Our study investigated the relationship between the NMSs and the diagnostic latency of PD. The results indicated that patients with more NMSs experienced a longer diagnostic latency of PD. Actually, a lot of NMSs were identified to precede or accompany the occurrence of motor symptoms [13, 14]. The NMSs, especially at the early stage of PD, were more apparent and disturbing than motor symptoms for aged people and constituted the main complaints of People with PD in primary care institutes [15, 16]. The impact of NMSs on the quality of life was much greater than that of motor symptoms [17], leading to the ignorance of motor symptoms and delayed medical consultations for motor symptoms. Since a series of NMSs were identified to be prodromal signs of PD [18, 19], it would be more meaningful to conduct a long-term follow up of the aged people with such NMSs in communities in order to achieve an early diagnosis of PD and the disease modifying therapy [20, 21].

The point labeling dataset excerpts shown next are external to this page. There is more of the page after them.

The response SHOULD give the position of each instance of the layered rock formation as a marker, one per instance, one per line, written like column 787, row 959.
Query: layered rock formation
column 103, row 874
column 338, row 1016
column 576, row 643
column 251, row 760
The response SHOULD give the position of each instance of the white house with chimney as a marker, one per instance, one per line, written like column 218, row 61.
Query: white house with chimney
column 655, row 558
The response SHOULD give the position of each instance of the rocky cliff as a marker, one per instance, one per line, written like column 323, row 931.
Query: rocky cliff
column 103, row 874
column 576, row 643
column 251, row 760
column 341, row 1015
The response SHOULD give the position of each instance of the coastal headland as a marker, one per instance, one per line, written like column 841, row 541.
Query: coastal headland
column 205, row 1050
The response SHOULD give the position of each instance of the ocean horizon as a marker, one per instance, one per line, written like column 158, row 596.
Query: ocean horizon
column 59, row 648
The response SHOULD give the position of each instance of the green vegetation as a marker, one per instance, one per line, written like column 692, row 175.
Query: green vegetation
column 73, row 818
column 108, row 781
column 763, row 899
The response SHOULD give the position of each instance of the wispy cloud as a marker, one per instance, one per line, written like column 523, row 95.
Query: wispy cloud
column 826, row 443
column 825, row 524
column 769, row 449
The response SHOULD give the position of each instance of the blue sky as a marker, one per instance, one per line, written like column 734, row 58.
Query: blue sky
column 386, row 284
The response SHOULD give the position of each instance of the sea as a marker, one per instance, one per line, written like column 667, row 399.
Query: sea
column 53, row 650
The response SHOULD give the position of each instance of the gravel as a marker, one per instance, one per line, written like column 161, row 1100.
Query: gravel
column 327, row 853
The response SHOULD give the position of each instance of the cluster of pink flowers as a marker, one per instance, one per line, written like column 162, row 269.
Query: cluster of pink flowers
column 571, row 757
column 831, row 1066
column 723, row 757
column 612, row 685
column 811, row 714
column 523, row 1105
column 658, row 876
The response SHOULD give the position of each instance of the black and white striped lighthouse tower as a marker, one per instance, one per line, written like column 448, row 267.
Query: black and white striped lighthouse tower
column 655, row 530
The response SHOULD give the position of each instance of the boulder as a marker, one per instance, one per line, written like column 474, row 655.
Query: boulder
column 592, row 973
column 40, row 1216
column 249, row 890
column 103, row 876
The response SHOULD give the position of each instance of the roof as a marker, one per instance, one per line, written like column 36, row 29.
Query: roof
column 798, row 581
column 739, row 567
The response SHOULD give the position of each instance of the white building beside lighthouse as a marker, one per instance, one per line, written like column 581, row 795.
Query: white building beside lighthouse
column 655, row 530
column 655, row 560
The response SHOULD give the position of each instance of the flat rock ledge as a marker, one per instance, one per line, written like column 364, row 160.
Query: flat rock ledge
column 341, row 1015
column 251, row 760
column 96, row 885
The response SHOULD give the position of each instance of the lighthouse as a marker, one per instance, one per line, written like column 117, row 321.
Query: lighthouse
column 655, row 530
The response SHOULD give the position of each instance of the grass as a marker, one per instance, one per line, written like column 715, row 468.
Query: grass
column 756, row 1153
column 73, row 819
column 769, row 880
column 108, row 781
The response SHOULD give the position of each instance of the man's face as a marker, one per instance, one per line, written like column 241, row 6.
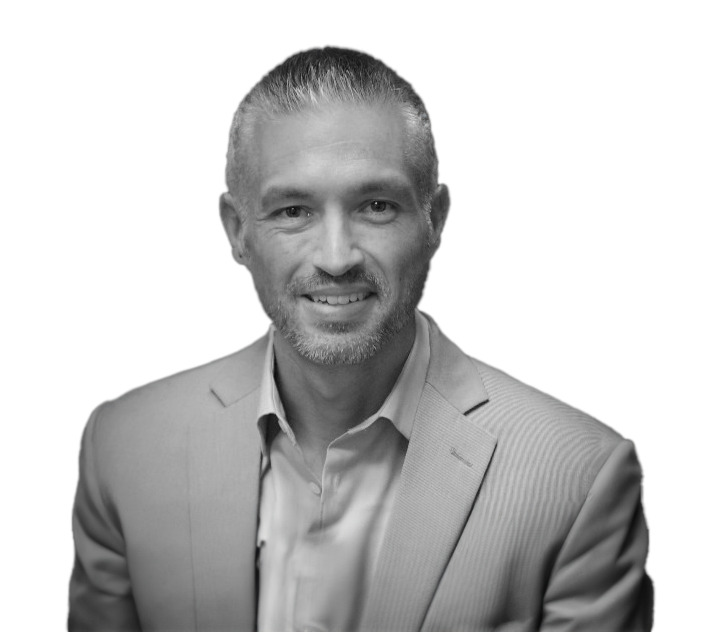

In addition to the factors discussed above, patients with higher UPDRS motor scores would be at a higher risk of being delayed for PD diagnosis. We thought the probability of incorrect referral delays would be significantly higher when physicians encountered patients with more complicated motor symptoms. It might furtherly lead to the diagnostic delay.

Although the medical system in China provided a patient with an opportunity of consultation with a neurologist or a movement disorder specialist without any referral, it did not effectively shorten the time from the first medical consultations to PD diagnosis. Physicians were still the majority of the medical professional types in the first medial consultations. PD diagnosis is a complicated process in which an intact knowledge of movement disorders should be used. It would be more reasonable for physicians to take the responsibility of providing the patients with a proper referral rather than making the diagnosis of PD. However, our current medical system has not clearly defined the responsibilities of different medical professional types as Europe [21, 22]. It might result in the increase of misdiagnosis rate and the diagnostic delay. Here we suggested to develop more effective strategies to improve the current medical system, reducing the diagnostic latency in PD.

Our studies had some limitations. The diagnostic latency would also be influenced by a lot of social and personal factors such as the convenience of medical service, the family income, the relationship between patients and their caregivers, which were not included into our study. Moreover, the participants in this retrospective study, seldom recalled the studied events to the exact date, which might decrease the accuracy of our results.

Conclusions

The diagnostic latency of PD in China was determined by the factors of initially presenting motor phenotypes, the severity of motor symptoms, the numbers of accompanied NMSs as well as the medical professional type in the first medical consultations. Strengthening PD related health education and screens of Parkinson’s early motor and non-motor signs in communities and improving the medical referral system might be proper strategies to shorten the latency in PD diagnosis in China.